As they lined up for the
speech, conservative Iowans fell into two camps. One group adored
Trump’s brio, but wished he hadn’t gotten personal with McCain
(R-Ariz.). The larger camp egged Trump on for again refusing to play
nice. Although a Washington Post/ABC poll showed Trump’s ratings
slipping after his comments about McCain, the crowd in Oskaloosa saw
another reason to trust him. Some Republican voters, who had dutifully
turned out for “anti-establishment” candidates and been disappointed,
insisted that Trump was just the man to blow up the system.
“The
dude’s badass, no question about it,” said Dave Moore, 30, a National
Guard veteran and welder. “Republicans keep sending chihuahuas to a
pitbull fight and being nice, and the only time they’re mean is to each
other.”
The McCain spat, Moore said, was an example of that.

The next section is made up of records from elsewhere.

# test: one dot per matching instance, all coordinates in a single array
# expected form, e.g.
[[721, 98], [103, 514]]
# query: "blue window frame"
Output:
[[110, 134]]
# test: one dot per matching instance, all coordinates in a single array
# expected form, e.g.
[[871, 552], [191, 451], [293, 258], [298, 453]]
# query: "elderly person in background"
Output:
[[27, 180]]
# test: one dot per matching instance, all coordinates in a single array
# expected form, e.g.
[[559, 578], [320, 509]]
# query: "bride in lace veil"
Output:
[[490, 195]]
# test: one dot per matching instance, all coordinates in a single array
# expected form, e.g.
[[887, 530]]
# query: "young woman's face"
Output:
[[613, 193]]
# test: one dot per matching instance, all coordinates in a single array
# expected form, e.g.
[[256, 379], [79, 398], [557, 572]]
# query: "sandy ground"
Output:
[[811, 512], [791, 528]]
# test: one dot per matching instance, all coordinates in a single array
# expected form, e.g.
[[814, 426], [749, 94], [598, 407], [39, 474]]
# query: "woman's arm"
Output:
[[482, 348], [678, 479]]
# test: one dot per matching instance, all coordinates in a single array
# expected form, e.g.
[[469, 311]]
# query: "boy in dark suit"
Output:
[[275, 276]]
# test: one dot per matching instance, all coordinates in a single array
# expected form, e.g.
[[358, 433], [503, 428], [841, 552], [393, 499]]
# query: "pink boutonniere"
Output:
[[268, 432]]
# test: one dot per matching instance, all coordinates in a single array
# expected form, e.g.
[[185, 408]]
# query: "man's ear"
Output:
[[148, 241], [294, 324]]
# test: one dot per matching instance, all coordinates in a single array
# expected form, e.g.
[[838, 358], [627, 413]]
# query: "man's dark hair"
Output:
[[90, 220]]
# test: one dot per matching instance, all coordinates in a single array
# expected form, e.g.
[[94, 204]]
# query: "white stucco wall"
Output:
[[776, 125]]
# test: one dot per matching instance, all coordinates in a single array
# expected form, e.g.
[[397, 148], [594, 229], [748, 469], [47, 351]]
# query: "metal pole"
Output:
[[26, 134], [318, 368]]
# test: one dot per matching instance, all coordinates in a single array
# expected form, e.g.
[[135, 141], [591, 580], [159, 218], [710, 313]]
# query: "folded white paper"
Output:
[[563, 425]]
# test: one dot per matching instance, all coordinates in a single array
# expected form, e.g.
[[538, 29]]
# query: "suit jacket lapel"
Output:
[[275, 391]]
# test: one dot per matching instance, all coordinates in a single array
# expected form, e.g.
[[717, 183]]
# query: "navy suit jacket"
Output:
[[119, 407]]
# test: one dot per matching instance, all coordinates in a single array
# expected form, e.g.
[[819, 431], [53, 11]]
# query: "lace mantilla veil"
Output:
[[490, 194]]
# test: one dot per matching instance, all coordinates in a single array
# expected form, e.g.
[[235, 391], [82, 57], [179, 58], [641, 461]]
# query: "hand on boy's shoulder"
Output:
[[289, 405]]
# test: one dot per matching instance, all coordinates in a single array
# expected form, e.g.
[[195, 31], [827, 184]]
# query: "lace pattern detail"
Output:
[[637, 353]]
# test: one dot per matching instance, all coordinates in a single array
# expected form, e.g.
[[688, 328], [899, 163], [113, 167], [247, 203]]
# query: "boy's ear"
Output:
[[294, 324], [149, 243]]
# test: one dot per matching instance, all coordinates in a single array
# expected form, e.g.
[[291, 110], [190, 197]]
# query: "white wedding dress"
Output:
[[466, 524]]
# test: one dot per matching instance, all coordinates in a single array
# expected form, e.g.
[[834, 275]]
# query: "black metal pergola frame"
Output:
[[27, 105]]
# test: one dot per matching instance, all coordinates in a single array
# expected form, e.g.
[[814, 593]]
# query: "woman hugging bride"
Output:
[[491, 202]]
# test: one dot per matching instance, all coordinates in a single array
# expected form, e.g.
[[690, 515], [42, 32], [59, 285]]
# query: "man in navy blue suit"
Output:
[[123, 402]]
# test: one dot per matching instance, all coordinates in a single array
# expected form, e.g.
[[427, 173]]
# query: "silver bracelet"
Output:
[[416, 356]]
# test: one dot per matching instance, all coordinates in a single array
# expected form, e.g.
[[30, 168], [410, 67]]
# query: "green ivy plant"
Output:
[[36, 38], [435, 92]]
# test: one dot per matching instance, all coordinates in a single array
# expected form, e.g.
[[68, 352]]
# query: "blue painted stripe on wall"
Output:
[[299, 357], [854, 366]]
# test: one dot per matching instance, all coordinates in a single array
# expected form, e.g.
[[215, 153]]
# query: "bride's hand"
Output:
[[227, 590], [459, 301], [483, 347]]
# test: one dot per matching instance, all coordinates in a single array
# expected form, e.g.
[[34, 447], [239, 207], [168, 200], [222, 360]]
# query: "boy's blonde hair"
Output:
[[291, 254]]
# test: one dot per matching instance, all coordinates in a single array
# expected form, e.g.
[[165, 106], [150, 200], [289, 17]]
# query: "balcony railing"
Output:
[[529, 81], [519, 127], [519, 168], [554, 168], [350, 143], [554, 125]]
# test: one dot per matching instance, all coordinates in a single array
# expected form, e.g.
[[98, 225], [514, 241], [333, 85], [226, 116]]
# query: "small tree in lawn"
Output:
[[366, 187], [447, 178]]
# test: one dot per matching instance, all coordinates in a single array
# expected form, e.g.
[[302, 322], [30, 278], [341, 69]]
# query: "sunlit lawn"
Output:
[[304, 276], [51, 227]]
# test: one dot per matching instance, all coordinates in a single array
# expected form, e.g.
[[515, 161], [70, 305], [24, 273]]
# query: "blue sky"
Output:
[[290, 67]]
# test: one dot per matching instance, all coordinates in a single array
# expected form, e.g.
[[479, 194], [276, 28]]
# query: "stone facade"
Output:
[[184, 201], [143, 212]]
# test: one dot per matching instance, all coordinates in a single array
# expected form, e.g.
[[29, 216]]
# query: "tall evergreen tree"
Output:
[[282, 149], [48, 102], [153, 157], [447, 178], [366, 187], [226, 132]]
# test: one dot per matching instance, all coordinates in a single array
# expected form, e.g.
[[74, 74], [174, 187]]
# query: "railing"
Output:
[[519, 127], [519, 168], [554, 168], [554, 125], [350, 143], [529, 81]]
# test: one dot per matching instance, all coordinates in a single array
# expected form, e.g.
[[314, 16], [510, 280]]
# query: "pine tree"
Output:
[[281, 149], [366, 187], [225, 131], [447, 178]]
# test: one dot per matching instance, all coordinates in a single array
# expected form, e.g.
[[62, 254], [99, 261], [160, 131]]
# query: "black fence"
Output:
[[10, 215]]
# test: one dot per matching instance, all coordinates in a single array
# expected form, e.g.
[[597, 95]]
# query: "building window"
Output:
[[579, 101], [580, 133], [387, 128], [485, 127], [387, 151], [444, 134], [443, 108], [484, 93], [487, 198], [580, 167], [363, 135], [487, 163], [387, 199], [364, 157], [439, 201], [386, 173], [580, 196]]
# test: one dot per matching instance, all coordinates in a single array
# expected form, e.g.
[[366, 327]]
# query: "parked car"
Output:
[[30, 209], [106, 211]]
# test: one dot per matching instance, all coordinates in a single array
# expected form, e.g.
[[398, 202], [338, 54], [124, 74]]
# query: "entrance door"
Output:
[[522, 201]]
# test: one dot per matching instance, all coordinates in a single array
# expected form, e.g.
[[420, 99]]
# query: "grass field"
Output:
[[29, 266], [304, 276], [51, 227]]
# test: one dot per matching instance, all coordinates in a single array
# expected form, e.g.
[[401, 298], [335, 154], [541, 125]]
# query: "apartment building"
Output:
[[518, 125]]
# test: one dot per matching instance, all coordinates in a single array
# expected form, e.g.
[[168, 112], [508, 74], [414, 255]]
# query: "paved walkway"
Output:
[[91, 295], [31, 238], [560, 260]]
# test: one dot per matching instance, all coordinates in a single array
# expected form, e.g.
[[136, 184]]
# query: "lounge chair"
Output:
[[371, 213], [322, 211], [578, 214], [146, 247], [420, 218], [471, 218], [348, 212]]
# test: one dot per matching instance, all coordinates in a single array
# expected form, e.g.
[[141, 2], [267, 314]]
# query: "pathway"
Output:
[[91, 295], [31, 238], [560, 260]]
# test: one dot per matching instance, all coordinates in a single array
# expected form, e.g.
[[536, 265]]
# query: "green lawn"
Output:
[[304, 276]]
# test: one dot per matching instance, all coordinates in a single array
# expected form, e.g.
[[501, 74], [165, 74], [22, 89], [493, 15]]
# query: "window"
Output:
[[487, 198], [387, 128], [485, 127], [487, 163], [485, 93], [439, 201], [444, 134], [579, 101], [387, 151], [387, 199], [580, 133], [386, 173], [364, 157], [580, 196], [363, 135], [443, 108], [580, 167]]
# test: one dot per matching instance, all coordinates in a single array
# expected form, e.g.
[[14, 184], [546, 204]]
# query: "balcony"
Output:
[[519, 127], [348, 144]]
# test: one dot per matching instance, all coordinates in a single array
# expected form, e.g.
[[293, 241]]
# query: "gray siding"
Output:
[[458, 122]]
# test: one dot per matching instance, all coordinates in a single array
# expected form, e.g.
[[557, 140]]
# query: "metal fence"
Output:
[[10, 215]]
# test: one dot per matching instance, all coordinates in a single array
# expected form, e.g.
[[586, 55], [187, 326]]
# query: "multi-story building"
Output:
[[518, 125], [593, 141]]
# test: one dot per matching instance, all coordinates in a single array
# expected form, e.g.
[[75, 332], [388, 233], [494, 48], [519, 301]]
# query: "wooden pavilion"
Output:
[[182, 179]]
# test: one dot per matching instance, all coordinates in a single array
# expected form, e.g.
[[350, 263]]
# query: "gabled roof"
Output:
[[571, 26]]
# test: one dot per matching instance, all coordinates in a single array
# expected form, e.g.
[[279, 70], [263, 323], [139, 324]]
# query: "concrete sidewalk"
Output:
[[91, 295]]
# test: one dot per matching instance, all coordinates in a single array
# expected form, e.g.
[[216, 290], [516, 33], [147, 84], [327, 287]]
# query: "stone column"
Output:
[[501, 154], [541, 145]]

“People applied that to all soldiers,” he said. “Trump was trying to
protect his people.”
That was Trump’s official line. In the seven
days since he suggested that merely being “captured” did not make
McCain a hero, Trump has alternately denied that he said it, talked up
his work for veterans, and said that he was only responding to McCain
for calling opponents of immigration reform “crazies.”
Trump
deployed all of those arguments here Saturday. One of his warm-up
speakers, 20-year Navy SEAL Brad Nagel, insisted that Trump respected
veterans, unlike “people who think we’re crazies.” (McCain had not been
referring to veterans.) Event staffers who found veterans in the crowd
handed them “Veterans for Trump” signs. Late into his 56-minute speech,
Trump beckoned to someone offstage, and a woman in a black dress
delivered a stack of paper wrapped in a red bow.
This, Trump
said, represented one day of “more than 700 letters from veterans,
thanking me.” They appreciate his charity, he said, and trust him to
reform Veterans Affairs, even though he did not serve.

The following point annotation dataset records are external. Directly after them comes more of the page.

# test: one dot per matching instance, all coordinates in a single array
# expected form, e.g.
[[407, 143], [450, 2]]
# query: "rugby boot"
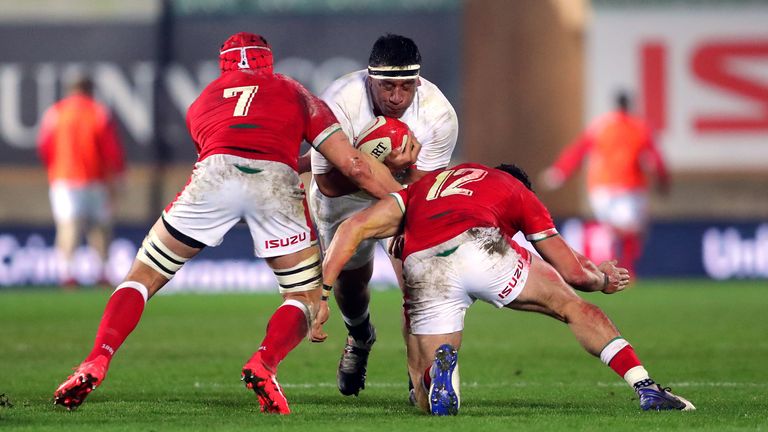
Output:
[[656, 398], [72, 392], [444, 386], [352, 366], [263, 382]]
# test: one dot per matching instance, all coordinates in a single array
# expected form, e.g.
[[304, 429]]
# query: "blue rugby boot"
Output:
[[444, 387], [657, 398]]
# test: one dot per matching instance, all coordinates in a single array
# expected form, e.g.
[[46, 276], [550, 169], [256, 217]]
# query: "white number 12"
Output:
[[466, 175]]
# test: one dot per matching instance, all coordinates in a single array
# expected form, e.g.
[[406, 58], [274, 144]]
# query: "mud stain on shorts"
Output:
[[490, 240]]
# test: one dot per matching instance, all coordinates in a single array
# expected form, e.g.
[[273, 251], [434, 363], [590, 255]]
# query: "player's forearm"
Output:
[[371, 176]]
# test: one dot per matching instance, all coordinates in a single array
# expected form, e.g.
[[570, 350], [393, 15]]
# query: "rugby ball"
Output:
[[381, 136]]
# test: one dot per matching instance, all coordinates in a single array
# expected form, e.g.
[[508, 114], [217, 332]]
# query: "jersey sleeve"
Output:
[[320, 120], [535, 221], [439, 142], [320, 164]]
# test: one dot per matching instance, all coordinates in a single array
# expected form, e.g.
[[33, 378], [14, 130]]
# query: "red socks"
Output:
[[624, 360], [120, 317], [285, 330]]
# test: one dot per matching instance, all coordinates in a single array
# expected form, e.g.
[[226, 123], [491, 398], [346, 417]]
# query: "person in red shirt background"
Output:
[[81, 150], [247, 126], [458, 248], [622, 161]]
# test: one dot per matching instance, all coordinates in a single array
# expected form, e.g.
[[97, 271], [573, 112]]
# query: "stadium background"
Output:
[[524, 77]]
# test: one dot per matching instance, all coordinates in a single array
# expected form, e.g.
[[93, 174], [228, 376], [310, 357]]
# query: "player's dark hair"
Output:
[[518, 173], [394, 50], [82, 83], [623, 101]]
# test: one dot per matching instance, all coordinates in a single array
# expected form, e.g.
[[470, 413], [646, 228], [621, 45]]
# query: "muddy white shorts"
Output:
[[443, 281], [328, 213], [88, 202], [225, 189]]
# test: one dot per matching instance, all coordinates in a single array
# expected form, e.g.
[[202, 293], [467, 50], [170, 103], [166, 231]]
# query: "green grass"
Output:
[[519, 371]]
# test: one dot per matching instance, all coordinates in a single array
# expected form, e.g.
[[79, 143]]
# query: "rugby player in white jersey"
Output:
[[391, 86]]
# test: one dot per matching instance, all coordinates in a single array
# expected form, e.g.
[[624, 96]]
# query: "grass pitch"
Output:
[[180, 369]]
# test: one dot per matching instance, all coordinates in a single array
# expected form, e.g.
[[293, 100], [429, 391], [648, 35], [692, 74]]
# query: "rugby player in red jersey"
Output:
[[247, 126], [458, 248]]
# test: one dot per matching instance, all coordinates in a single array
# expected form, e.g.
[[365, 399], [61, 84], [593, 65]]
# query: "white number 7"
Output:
[[244, 101]]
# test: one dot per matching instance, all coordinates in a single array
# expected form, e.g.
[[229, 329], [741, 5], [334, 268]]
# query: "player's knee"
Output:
[[155, 254], [302, 283]]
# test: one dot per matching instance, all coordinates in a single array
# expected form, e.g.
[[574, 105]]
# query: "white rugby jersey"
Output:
[[431, 118]]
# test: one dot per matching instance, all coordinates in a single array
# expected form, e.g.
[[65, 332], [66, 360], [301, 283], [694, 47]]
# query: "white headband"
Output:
[[394, 72]]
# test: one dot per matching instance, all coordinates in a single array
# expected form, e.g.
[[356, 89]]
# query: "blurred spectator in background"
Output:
[[81, 150], [622, 159]]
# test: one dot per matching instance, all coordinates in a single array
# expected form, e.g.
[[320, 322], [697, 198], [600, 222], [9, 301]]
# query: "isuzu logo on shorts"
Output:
[[294, 239], [516, 275]]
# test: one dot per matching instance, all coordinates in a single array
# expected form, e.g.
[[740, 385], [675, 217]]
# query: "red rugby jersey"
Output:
[[444, 204], [258, 115]]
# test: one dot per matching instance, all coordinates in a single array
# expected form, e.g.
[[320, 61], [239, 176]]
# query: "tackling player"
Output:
[[392, 87], [247, 126], [458, 248]]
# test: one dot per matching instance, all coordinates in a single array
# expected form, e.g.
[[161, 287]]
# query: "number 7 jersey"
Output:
[[260, 116], [444, 204]]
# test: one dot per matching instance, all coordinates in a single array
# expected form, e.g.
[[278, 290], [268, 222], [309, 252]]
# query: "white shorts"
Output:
[[88, 202], [328, 213], [224, 189], [626, 210], [443, 281]]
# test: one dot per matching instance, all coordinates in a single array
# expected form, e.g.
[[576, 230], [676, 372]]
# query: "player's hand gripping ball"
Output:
[[381, 136]]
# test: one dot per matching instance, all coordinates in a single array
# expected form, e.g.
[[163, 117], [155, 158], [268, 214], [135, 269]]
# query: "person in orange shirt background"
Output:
[[622, 161], [81, 150]]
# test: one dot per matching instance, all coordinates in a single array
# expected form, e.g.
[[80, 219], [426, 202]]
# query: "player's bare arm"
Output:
[[378, 221], [362, 169], [582, 276]]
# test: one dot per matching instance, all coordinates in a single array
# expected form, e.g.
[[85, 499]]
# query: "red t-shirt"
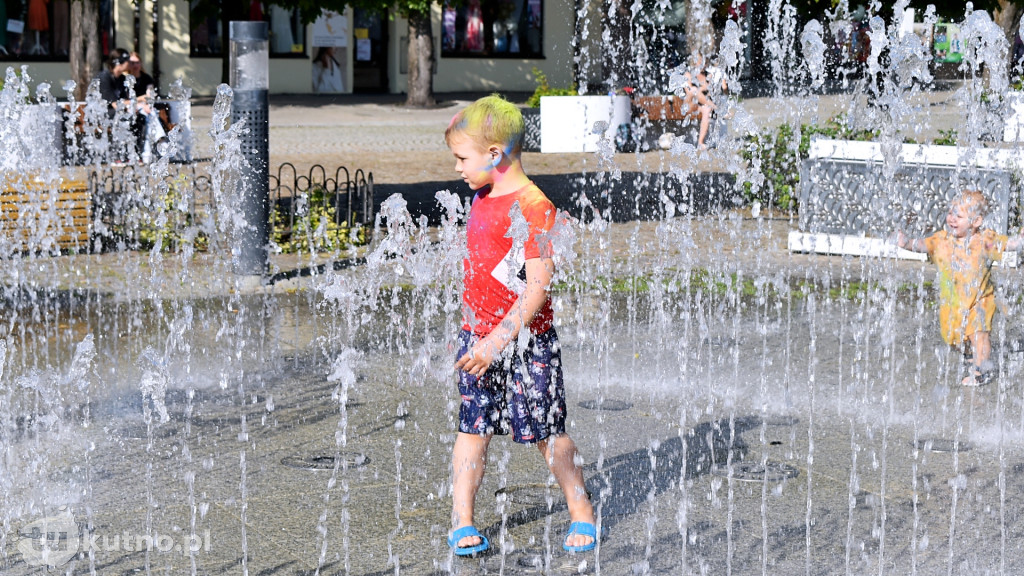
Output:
[[498, 247]]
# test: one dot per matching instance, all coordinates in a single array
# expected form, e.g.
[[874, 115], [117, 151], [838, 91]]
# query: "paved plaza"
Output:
[[739, 409]]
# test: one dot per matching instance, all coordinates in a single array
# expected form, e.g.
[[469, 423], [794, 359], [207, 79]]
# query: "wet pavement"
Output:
[[739, 409]]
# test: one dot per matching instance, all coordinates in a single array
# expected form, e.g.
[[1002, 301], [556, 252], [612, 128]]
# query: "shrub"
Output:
[[545, 89], [946, 137], [778, 157], [315, 228]]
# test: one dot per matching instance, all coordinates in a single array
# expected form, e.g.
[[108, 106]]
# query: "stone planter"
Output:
[[531, 138], [581, 123]]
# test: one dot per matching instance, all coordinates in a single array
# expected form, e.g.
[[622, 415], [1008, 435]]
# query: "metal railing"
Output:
[[133, 208]]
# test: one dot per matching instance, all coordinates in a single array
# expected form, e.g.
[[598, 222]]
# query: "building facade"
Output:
[[478, 46]]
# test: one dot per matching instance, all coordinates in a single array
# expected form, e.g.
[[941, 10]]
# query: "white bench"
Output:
[[848, 206]]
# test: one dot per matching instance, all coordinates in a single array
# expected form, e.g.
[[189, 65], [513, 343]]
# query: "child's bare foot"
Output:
[[978, 377], [467, 541], [582, 537], [577, 539]]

“I might not have been a great soldier,” Trump said. “I don’t know. Maybe I would, maybe I wouldn’t.”
Trump’s
cleanup seemed to do the trick. Tammy Sparks, 54, came to the event
because she interpreted the comment as an insult to her father, a
prisoner of war during World War II.
“I heard he’d been saying
some bad stuff about prisoners of war, and I was so irritated,” Sparks
said. “One of the guys in suits explained it to me. And when Mr. Trump
saw me again, he said, ‘That was not what I meant.’?”
Others said
there was nothing to apologize for as far as McCain was concerned.

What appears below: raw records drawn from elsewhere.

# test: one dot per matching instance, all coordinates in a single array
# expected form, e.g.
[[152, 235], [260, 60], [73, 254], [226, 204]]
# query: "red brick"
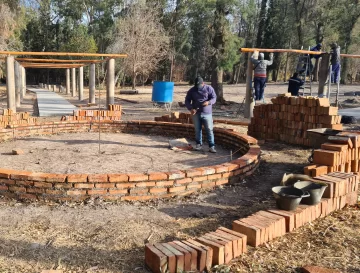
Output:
[[183, 181], [118, 191], [145, 184], [54, 192], [77, 178], [138, 177], [193, 172], [158, 176], [76, 192], [96, 191], [7, 181], [318, 269], [205, 254], [84, 185], [252, 232], [24, 183], [242, 239], [158, 190], [17, 189], [125, 185], [104, 185], [176, 175], [193, 255], [20, 175], [5, 173], [56, 177], [177, 189], [102, 178], [118, 177], [155, 259]]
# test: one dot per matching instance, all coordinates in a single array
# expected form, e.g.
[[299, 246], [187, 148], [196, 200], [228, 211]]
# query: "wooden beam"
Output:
[[58, 60], [280, 50], [62, 54]]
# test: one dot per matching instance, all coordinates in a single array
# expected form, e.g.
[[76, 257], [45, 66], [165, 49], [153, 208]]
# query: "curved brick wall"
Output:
[[123, 186]]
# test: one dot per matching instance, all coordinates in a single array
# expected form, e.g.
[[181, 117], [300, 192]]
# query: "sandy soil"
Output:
[[79, 153]]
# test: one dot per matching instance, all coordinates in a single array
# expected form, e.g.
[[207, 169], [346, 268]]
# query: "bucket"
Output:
[[316, 191], [288, 198], [162, 92]]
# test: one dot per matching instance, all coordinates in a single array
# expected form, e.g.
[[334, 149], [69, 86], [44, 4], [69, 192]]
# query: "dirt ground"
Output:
[[109, 238], [126, 153]]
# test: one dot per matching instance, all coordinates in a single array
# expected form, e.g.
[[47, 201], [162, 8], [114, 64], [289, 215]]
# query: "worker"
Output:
[[199, 100], [335, 63], [294, 84], [260, 66]]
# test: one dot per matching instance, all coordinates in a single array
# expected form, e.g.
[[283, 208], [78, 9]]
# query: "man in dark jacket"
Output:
[[260, 66], [335, 63], [199, 100], [294, 84]]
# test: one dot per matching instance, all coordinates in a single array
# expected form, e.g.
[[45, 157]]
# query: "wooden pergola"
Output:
[[16, 73]]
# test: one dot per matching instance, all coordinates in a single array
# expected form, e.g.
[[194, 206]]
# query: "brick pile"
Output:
[[176, 117], [10, 118], [114, 113], [341, 153], [288, 118], [221, 246]]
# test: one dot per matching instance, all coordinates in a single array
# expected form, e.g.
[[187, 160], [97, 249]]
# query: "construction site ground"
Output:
[[95, 236]]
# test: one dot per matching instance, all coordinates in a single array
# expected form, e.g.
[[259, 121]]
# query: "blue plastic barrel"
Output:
[[162, 92]]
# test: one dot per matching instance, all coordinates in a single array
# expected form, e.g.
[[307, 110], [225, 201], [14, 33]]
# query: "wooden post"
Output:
[[324, 75], [68, 81], [81, 83], [110, 82], [249, 99], [10, 83], [92, 84], [73, 74]]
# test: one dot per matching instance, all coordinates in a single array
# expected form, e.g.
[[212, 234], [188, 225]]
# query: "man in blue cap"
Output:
[[199, 100]]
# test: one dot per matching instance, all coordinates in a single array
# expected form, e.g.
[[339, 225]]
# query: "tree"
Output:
[[142, 37]]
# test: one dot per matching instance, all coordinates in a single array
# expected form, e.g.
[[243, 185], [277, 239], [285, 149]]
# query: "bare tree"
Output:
[[141, 35]]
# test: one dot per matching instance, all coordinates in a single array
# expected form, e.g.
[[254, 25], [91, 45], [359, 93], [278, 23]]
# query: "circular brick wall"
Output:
[[126, 186]]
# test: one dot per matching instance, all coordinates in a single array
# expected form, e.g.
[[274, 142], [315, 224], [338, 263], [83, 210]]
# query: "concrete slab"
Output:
[[355, 112], [52, 104]]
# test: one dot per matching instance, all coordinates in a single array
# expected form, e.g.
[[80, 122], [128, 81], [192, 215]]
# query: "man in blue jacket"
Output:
[[199, 100]]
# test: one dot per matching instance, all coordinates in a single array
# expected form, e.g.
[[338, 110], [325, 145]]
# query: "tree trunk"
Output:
[[217, 84]]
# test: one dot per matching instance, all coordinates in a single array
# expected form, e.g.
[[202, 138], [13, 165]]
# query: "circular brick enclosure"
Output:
[[126, 186]]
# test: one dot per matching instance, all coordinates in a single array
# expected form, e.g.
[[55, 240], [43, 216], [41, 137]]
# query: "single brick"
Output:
[[102, 178], [77, 178], [104, 185], [138, 177], [193, 255], [155, 259], [158, 176], [118, 177], [171, 258], [84, 185]]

“He’s done nothing for veterans, nothing to secure our borders,” said
Randy Binns, who wore a hat and pin commemorating his service in the
1991 and 2003 Iraq invasions. “If he was running again, I’d tell him to
get out of town.”
In Oskaloosa, Trump told his main audience, of
700, about his Thursday visit to the U.S.-Mexico border. He told an
overflow audience that President Obama had failed POWs by winning Bowe
Bergdahl’s release from the Taliban but not getting Iran to turn over
hostages.
He also won cheers for telling how he denied
credentials to the Des Moines Register, Iowa’s largest newspaper, after
its editorial board called on him to quit the race. In a back-and-forth
with reporters, with the Register’s team kept outside his event, Trump
proved that he was comfortable being playful with the facts.
“I didn’t ban them,” he insisted. “They just couldn’t get credentials.”